O’Malley is making an impression with voters even if he isn’t nudging the polls. Voters in the early primary states who’d never heard of him are now listening and impressed by what they hear, according to reportage from the campaign trail. And for the moment, he’s every Warren supporter’s second choice. Even though Warren insists she’s not running—pause for a doubting chuckle—her most ardent supporters are convinced they can coax her into the race.

O’Malley has already invested in the primary states as governor and as chairman of the Democratic Governors’ Association as well as the DGA’s principal fundraiser. In Iowa, for example his PAC, O Say Can You See, spent $45,000 and dispatched paid workers to help Democratic candidates last year. And he has campaigned and been a featured speaker at numerous Democratic events in New Hampshire over recent years. At one stop in Iowa, he strolled to the stage of a restaurant, borrowed a guitar and began to serenade the audience.
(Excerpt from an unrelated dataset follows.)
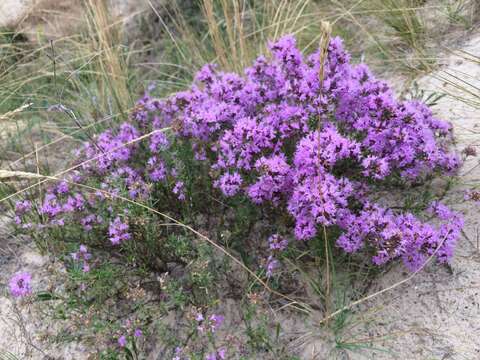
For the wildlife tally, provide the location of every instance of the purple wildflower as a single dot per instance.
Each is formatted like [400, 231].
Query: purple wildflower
[20, 285]
[118, 231]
O’Malley barely registers in the polls, anywhere from one percent to 11 percent, depending on the survey, while Clinton tracks consistently in the 60s. O’Malley left office on a down note, mainly because of a series of unpopular tax increase. He was, however, a very effective governor with a series of impressive legislative accomplishments—abolishment of the death penalty, passage of Maryland’s Dream Act, same sex marriage and one of the strictest gun control measures in the country—all programs that make liberal Democrats’ hearts tick like taxi meters on a rainy day.
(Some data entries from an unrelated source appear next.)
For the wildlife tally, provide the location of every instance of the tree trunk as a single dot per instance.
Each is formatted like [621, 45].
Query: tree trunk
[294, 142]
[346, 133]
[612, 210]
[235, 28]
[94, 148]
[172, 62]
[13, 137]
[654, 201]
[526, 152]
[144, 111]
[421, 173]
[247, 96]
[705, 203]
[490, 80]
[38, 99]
There are those who argue that a pismire state such as Maryland, with only 10 electoral votes, is insignificant in a presidential race. But the map, and the electorate, is changing rapidly in demographics and coloration. And that’s where O’Malley’s political smarts shine through again. The electoral map, and the number of safe and leaning states, favors Democrats in 2016. A sure signal of O’Malley’s intentions will be if his brother, Peter, an organizational and computer whiz, takes leave from his law firm to manage O’Malley’s campaign as he has in the past.